An element addition strategy for thermally actuated compliant mechanism topology optimization

Purpose - The purpose of this paper is to describe an element addition strategy for topology optimization of thermally actuated compliant mechanisms under uniform temperature fields. Design/methodology/approach - The proposed procedure is based on the evolutionary structural optimization (ESO) method. In previous works, this group of authors has successfully applied the ESO method for compliant mechanism optimization under directly applied input loads. The present paper progresses on this work line developing an extension of this procedure, based on an additive version of the method, to approach the more complicated case of thermal actuators. Findings - The adopted method has been tested in several numerical applications and benchmark examples to illustrate and validate the approach, and designs obtained with this method are compared favorably with the analytical solutions and results derived by other authors using different optimization methods, showing the viability of this technique for uniformly heated actuators optimization. Research limitations/implications - As a simple initial approach, this research considers only uniform heating of the system, while many thermal actuators are heated nonuniformly. Future works will be based on electrothermal actuation, and nonuniform Joule heating will be considered as well, which might lead to more elegant and efficient solutions.
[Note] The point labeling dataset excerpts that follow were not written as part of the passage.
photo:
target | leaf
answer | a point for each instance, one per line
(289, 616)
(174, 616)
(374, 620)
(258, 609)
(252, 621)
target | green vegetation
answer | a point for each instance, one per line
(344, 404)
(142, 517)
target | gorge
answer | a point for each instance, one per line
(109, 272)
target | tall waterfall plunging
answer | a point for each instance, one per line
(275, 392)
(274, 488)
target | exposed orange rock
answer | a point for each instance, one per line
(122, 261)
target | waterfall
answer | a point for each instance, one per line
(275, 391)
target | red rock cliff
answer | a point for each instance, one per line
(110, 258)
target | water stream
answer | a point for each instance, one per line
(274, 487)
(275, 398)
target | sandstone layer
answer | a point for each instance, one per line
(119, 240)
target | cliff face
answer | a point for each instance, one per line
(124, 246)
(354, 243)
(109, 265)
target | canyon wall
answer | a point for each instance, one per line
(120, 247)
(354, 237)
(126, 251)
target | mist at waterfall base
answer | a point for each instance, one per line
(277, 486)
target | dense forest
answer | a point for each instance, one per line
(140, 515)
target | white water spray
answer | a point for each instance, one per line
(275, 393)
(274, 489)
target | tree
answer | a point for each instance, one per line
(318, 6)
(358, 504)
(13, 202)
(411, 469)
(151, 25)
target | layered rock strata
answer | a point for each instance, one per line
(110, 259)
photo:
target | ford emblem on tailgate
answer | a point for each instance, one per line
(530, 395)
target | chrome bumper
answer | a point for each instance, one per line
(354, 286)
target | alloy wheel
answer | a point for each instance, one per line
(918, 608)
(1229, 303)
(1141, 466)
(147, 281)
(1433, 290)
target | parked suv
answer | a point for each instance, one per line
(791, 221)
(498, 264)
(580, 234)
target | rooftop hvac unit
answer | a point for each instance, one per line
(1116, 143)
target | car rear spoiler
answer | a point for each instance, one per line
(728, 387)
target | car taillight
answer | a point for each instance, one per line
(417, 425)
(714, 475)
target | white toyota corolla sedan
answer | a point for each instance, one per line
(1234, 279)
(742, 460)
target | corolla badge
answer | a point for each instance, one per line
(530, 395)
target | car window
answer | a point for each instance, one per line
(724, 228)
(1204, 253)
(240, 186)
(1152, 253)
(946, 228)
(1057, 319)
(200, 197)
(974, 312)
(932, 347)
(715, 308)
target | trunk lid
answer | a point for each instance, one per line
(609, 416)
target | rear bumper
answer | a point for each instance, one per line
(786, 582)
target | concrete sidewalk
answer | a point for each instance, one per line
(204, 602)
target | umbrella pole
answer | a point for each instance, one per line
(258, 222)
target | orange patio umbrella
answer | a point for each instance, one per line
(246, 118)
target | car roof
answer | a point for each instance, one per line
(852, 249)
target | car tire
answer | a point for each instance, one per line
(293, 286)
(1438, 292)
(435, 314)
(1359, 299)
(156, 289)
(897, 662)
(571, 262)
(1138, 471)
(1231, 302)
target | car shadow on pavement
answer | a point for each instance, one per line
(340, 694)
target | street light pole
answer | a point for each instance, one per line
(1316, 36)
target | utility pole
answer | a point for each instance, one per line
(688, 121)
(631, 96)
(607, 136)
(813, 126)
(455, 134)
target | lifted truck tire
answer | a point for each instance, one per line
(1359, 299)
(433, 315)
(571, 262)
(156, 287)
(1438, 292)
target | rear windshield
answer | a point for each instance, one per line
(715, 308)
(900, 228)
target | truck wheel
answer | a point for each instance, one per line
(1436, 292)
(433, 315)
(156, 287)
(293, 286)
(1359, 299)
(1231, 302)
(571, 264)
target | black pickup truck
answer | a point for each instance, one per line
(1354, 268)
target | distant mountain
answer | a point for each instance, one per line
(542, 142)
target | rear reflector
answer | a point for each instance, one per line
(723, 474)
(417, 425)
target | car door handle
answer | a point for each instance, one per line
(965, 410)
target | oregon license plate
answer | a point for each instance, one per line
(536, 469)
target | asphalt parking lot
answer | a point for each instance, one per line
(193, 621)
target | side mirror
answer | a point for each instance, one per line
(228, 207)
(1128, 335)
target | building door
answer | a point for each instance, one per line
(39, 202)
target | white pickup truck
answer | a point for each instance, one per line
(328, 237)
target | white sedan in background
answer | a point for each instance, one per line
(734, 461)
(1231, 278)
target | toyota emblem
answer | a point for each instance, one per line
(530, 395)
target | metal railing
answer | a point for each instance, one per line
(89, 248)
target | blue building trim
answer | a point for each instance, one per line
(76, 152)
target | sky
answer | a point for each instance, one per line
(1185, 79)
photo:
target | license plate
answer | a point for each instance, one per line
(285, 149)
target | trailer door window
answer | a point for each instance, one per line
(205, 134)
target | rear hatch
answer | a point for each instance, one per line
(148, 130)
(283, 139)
Practical implications - Compliant micromechanisms that are responsible for movement play a crucial role in microelectromechanical systems (MEMS) design, which cannot be manufactured using typical assembly processes and may not make use of traditional hinges or bearings. The topology optimization method described in this paper enables the systematic design of these devices, which can result in reduced conception time and manufacturing cost. Originality/value - The ESO method has been successfully applied to several optimum material distribution problems, but not for thermal compliant mechanisms. Even if most applications of this method have been oriented for maximum stiffness structure design, this paper shows that this computation method may be also useful in the design of thermal compliant mechanisms and provides engineers with a very simple and practical alternative design tool.